The research will connect the highly detailed atomistic views of the interior of biological cells with their overall functional behavior. The ultimate outcome is a model of biological cells based on basic physical principles that can be queried to gain a comprehensive understanding of biological processes across a wide range of scales. The research at interdisciplinary boundaries between physics, chemistry, and biochemistry and between simulation, modeling, and experiment provides unique opportunities for training future generations of scientists. The involvement of undergraduate students is a central theme. Teams of undergraduate students from different disciplines will come together under co-mentorship by a graduate student and postdoctoral researcher to begin first research experiences with a strong interdisciplinary perspective.

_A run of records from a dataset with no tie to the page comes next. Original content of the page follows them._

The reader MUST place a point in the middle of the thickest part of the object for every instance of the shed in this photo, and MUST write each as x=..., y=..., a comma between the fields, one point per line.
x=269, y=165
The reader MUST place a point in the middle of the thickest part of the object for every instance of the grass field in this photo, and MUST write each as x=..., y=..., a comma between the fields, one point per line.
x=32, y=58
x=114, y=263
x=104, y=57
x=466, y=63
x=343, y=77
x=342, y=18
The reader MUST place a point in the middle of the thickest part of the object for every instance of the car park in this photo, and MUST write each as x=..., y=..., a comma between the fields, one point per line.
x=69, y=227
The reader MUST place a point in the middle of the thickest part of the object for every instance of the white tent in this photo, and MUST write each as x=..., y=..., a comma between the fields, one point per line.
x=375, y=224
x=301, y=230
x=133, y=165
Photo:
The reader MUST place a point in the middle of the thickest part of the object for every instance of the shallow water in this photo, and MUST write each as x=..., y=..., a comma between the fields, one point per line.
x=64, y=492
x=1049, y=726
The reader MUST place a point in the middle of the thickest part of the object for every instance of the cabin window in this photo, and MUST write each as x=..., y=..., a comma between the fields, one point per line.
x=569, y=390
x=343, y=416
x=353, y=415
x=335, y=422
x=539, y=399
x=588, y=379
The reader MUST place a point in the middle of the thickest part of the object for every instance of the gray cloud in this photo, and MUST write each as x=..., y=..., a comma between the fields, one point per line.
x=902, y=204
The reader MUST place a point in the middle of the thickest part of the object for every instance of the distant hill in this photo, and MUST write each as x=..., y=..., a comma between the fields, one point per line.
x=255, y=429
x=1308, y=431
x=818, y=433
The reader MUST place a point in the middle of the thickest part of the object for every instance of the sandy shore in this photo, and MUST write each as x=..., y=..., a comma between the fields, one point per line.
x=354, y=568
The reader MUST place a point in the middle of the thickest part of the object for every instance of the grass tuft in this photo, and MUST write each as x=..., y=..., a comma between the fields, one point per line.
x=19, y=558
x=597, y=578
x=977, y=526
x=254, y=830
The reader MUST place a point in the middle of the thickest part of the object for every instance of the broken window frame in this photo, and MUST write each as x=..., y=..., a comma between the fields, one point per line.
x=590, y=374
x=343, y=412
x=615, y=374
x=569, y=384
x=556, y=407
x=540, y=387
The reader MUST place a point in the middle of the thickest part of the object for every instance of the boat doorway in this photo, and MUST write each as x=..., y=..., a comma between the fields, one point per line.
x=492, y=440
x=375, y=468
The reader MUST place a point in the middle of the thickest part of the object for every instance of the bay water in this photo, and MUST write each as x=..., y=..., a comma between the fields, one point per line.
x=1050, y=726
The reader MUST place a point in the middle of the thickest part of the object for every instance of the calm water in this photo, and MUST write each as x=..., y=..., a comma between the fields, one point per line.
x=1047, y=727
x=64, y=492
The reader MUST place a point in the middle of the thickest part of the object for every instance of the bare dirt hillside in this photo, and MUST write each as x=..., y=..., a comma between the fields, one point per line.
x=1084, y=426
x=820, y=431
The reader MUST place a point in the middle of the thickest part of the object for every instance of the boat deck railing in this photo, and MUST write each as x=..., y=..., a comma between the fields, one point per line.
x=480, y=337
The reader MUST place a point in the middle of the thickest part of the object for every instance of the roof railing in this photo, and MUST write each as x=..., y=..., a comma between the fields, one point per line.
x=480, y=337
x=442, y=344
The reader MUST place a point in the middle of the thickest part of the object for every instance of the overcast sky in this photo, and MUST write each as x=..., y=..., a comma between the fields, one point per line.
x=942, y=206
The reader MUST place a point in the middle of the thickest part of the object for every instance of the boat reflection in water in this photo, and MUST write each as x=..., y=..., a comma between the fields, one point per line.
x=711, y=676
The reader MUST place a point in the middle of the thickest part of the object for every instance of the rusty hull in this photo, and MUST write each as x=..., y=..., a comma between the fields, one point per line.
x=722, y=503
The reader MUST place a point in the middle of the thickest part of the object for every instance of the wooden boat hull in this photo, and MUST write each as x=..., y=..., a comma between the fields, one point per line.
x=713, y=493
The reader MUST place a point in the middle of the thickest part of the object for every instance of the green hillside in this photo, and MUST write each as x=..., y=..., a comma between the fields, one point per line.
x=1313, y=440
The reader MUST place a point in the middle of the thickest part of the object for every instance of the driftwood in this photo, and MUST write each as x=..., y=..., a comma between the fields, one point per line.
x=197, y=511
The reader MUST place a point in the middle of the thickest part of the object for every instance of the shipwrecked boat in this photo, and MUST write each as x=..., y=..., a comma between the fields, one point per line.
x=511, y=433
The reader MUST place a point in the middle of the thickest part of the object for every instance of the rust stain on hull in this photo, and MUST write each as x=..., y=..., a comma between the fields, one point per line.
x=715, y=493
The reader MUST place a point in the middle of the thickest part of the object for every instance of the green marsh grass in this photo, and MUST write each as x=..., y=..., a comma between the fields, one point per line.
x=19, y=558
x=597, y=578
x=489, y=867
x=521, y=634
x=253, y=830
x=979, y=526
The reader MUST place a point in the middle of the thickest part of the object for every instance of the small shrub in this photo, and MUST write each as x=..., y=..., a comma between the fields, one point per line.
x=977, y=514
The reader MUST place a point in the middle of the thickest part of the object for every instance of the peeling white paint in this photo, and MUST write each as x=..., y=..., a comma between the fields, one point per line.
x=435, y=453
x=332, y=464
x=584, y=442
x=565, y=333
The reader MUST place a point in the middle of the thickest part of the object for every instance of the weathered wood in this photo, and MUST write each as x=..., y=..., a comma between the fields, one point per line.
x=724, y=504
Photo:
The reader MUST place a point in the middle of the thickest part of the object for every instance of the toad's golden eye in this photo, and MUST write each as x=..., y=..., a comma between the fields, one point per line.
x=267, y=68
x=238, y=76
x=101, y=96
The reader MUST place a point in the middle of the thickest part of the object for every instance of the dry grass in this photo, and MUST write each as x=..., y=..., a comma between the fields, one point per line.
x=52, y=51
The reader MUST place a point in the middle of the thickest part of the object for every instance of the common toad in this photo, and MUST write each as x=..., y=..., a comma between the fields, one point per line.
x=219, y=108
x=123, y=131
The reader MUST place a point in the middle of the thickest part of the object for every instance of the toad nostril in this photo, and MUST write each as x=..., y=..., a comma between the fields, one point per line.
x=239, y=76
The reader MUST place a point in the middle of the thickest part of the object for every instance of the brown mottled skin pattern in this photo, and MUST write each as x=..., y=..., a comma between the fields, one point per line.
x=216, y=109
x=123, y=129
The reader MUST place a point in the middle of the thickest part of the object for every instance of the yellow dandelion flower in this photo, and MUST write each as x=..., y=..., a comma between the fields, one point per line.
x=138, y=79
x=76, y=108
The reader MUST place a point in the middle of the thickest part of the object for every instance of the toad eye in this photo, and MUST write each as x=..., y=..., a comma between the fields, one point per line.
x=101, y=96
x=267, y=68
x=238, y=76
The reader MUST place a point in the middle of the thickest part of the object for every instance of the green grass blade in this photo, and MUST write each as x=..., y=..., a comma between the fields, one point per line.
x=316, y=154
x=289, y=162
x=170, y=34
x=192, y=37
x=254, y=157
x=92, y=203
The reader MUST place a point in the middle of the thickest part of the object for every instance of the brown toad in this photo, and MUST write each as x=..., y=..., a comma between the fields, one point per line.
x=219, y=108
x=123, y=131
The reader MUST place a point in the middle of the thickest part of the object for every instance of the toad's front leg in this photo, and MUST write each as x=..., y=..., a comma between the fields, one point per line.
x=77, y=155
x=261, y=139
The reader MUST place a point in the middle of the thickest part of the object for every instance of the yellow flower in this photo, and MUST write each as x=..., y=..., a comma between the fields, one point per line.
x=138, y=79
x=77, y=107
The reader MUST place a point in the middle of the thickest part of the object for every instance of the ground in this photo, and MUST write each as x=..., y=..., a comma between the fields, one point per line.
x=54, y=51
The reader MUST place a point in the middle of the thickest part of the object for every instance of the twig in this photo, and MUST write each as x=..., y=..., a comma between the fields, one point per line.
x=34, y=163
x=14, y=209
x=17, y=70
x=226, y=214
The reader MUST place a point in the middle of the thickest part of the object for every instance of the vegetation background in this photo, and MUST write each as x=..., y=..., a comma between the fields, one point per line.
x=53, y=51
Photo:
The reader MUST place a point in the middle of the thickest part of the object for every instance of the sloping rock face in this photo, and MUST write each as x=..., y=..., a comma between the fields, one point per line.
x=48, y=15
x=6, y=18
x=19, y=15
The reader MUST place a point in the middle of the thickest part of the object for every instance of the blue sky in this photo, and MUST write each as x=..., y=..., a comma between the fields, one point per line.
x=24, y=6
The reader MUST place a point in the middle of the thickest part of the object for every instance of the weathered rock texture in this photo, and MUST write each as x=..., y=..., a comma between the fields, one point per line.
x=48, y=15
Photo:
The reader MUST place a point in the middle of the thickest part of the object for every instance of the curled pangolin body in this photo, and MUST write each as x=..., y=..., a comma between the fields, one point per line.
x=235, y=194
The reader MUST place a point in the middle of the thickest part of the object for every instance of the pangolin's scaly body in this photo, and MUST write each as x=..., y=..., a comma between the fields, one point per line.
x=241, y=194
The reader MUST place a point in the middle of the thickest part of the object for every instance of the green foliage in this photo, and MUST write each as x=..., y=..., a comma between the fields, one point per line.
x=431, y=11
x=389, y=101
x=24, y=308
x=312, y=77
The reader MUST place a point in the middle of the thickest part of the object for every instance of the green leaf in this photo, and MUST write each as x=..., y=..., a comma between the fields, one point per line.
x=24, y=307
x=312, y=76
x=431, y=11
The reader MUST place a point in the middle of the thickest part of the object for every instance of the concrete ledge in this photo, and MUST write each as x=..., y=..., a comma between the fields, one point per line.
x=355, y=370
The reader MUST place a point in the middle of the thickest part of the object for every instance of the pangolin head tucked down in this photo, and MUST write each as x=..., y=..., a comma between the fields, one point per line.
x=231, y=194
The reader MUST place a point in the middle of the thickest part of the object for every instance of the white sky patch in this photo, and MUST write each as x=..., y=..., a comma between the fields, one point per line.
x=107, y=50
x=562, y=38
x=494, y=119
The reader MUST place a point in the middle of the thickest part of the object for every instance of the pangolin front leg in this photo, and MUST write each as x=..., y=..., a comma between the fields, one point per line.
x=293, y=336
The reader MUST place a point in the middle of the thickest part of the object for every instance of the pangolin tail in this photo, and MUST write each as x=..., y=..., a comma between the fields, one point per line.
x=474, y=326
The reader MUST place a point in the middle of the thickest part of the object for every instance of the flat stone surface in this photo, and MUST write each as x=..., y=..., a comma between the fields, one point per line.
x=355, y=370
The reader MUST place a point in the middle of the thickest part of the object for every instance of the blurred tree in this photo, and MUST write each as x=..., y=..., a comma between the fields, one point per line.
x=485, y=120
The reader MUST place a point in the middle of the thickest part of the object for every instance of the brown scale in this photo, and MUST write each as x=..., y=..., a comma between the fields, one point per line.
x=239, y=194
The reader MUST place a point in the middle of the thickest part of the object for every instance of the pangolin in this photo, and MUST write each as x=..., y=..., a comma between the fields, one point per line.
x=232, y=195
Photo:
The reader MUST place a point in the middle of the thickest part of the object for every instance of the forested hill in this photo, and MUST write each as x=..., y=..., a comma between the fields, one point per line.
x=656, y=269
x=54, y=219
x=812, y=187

The involvement of women and underrepresented minorities is a major focus.
Cellular environments consist of dense, heterogeneous solutions of biomolecules where interactions are unavoidable yet molecules have to remain fluid and in their native states to carry out biological function. Computer simulations are combined with spectroscopic experiments to characterize the effects of crowding on biomolecular dynamics, stability, and diffusive properties. Dense protein solutions are studied along with systems involving membranes, chromosomal DNA structures, and metabolites. The focus of this project is on characterizing the transient interactions that occur under such conditions and how they affect biomolecular behavior. That insight will allow the construction of predictive models that can relate protein chemistry to dynamic and diffusive behavior, and ultimately biological function, under in vivo conditions.
This award reflects NSF's statutory mission and has been deemed worthy of support through evaluation using the Foundation's intellectual merit and broader impacts review criteria.